Got a persistent cold? It could be nasal polyps



If you are experiencing what you think are cold symptoms and the over-the-counter medications you got from your Canadian pharmacy don't seem to be working, you could be suffering from nasal polyps.

If you are experiencing what you think are cold symptoms and the over-the-counter medications you got from your Canadian pharmacy don't seem to be working, you could be suffering from nasal polyps.

Although the condition sounds serious, nasal polyps are actually common, benign (noncancerous) growths that develop in the nose or sinus cavity. According to WebMD, the polyps will often appear like seedless, peeled grapes and are not painful to the touch.

What causes nasal polyps?
When the tissues inside the nose become inflamed, polyps will begin to grow in the nasal mucosa. According to Healthline, the mucosa is a very important layer of the nose because it works to protect the inside of your nose and sinuses, and also humidifies the air you breathe.

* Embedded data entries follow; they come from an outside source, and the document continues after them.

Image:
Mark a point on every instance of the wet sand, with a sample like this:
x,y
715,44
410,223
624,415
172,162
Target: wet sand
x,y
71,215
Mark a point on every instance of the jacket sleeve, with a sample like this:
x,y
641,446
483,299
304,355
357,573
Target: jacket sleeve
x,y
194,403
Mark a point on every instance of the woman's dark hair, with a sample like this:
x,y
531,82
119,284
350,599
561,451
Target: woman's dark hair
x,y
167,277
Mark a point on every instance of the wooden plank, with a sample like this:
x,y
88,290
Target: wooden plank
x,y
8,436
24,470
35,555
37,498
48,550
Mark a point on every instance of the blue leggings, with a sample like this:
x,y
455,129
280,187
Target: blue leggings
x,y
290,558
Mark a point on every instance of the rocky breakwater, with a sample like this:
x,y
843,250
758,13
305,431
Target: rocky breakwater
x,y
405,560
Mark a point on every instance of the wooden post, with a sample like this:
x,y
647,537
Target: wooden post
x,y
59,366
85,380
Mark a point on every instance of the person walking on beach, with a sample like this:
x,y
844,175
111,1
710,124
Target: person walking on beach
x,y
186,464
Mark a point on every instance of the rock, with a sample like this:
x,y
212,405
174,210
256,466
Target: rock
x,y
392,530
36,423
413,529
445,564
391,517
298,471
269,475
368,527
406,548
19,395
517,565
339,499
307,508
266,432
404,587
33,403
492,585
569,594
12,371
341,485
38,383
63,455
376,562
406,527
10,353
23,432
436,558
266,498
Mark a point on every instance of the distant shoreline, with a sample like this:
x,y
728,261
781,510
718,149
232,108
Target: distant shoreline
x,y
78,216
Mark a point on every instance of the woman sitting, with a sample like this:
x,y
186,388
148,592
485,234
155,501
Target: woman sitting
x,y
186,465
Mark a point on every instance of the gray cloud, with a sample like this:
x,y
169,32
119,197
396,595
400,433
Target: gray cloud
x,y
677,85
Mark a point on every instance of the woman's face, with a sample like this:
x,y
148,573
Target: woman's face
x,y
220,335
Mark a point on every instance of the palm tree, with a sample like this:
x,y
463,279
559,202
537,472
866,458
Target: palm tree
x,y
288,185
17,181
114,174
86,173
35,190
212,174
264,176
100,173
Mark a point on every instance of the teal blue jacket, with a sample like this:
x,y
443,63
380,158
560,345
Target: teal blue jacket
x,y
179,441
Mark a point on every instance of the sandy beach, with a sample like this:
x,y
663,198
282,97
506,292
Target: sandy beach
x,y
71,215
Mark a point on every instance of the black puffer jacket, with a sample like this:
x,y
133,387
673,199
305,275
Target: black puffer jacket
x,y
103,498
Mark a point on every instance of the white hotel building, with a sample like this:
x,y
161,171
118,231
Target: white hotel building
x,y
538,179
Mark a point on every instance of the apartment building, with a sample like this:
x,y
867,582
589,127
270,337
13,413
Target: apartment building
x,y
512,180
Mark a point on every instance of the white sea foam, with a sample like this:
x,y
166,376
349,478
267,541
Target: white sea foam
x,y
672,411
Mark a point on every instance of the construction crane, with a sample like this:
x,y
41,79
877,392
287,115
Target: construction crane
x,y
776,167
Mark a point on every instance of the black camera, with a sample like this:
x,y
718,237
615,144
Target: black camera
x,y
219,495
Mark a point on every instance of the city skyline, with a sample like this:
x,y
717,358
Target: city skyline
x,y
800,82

There are many things that can cause inflammation in your nasal mucosa, from allergies to sinus infections to asthma. However, there are also certain medical conditions like hay fever, cystic fibrosis, family history, Churg-Strauss syndrome and sensitivity to nonsteroidal anti-inflammatory drugs like aspirin, ibuprofen and naproxen that could contribute to nasal polyps.

Why colds and nasal polyps are confused with one another
Many of the symptoms of nasal polyps, including constant stuffiness, runny nose, postnasal drip, mouth breathing, lost sense of smell, sinus pressure and congestion, are also typical side effects of a bout with a cold. This is why so many people who end up getting nasal polyps will first take Canadian drugs for a cold first.

How a doctor determines diagnoses nasal polyps
Because the symptoms are so similar, it is important to have a health care professional perform a test with an otoscope to examine the inner cavities of your nose. A doctor may also run a CT scan or MRI to see how enlarged the growth has become or to determine whether or not the polyp is cancerous. If you have never had an allergy test before, a doctor may perform one to see if there is anything that may be causing excess inflammation.

Why treatment for nasal polyps is important
Nasal polyps can lead to bleeding and infection if they are left untreated, and may require more severe measures, such as removal surgery, if they are ignored or become too enlarged, according to the National Institutes of Health. This is why it is important to see your doctor if cold symptoms last more than two weeks. You physician may prescribe Nasonex to help you with symptoms of nasal polyps and inflammation.